The joy of being alive
From meditating I learned that I have a limited view of what emotions are. Over the years of meditating, I discovered emotions that I didn’t consider previously. For example, if the emotion of frustration arises as I meditate, I go deeper into the feeling to find there is also disappointment because of idealizations I hold. Sometimes I encounter expectations that were held beneath the surface. I may become aware of longings to be free, or wanting to change my impulsive emotional reactions in order to connect with another human being. I see that my frustration can rub off on others and cause them unhappiness.
How can I discover new depth in emotions?

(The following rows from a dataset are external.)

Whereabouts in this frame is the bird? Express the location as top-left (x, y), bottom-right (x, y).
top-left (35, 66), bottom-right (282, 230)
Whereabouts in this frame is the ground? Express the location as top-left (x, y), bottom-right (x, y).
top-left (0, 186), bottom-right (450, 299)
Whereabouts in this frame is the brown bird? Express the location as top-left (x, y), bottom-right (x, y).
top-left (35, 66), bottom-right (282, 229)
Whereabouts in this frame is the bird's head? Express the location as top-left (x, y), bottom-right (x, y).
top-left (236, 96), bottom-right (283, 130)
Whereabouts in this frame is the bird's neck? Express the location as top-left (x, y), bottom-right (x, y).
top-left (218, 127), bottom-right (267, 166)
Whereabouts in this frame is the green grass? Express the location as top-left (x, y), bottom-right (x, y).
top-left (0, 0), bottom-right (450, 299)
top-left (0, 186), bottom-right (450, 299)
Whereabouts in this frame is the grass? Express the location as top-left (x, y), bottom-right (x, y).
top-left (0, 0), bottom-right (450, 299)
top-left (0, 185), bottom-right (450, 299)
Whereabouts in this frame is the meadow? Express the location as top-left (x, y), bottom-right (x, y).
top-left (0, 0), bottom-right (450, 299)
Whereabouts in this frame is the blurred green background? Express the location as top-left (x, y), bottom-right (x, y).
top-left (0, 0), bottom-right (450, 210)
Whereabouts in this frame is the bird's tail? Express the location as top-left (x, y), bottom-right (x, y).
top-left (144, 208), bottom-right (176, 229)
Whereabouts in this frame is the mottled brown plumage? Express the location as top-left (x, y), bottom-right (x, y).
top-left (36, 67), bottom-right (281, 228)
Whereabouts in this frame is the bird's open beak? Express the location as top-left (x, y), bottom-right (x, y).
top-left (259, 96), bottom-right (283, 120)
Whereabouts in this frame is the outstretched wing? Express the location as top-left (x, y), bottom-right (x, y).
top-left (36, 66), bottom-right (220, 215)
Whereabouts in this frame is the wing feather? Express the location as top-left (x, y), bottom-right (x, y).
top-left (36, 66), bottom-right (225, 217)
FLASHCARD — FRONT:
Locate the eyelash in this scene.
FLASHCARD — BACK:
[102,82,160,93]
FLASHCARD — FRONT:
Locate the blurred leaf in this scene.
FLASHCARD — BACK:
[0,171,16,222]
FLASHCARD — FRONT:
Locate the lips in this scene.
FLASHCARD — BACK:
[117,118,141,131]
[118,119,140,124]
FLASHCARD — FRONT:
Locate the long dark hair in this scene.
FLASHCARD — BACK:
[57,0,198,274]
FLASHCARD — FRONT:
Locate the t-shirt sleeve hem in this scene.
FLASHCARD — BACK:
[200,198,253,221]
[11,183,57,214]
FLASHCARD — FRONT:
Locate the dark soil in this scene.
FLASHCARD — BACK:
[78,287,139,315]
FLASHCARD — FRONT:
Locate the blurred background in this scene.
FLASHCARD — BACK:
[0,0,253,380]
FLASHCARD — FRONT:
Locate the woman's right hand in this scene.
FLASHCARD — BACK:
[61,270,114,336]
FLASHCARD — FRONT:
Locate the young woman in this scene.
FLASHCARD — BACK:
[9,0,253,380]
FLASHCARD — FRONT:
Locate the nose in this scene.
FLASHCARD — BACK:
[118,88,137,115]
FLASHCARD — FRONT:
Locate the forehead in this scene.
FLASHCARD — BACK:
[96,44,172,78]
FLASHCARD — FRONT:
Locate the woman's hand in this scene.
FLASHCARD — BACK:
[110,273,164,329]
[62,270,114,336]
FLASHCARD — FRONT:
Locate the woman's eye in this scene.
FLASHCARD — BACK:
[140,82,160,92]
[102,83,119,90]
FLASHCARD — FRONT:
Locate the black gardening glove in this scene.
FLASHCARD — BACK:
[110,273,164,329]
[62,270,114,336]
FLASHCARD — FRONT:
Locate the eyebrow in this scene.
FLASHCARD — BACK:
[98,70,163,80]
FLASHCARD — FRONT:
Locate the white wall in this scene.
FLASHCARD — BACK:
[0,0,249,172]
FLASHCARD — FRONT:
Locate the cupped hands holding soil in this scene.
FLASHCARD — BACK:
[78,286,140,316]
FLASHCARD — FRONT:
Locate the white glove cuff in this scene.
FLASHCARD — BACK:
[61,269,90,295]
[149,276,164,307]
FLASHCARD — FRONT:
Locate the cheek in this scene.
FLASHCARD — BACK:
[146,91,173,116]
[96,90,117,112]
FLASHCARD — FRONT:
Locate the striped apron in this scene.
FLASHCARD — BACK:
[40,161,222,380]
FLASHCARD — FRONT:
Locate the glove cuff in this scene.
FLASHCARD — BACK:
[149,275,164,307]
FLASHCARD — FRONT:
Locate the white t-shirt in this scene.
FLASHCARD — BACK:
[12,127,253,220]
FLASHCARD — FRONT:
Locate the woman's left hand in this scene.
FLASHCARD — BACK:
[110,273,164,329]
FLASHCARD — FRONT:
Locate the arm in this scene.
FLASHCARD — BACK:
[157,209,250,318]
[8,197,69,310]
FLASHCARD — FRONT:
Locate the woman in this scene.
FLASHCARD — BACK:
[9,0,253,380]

Are disappointment, idealization, expectations, the longing to be free and wanting to connect with others experienced as emotions? More than emotions I think these are states of being. I have learned that awareness of emotions serves as an entrance into what lies beneath the surface. It is my view that through the practice of meditation, the soul can encounter unrealized, as yet undeveloped affective states of awareness such as desolation felt by those who suffer, disattachment from what I cling to in life, making choices about how to live integrated with my intention to love, feelings of consolation, and joy, to name a few. These affective states of awareness are integral to meditation practice in Cafh.
What is the parallel between emotions and colors?
I sometimes try to imagine what life would be like if colors did not exist. I don’t do this often because I am so grateful for colors. What if there were no colors at all in the physical environment, we take in visually? What if there were no vibrant greens and shades of blue? No rosy pink children’s cheeks. Can you imagine what a loss that would be? I find the thought of a world in only black and white or in light and shadow disturbing. I imagine such a world as bland or flat, lacking a dynamic variation. When I think about how much color adds to the visual world, I feel grateful for this kaleidoscopic dimension. Color feels like a bonus, an extra delight that adds dimension, variation, shades of difference, uniqueness an awesome beauty to the physical world.
Not all emotions are pleasant or easy to feel. But emotions are part of being human. In my view, emotions make life interesting and bring a unique dimension that has much to teach about being human.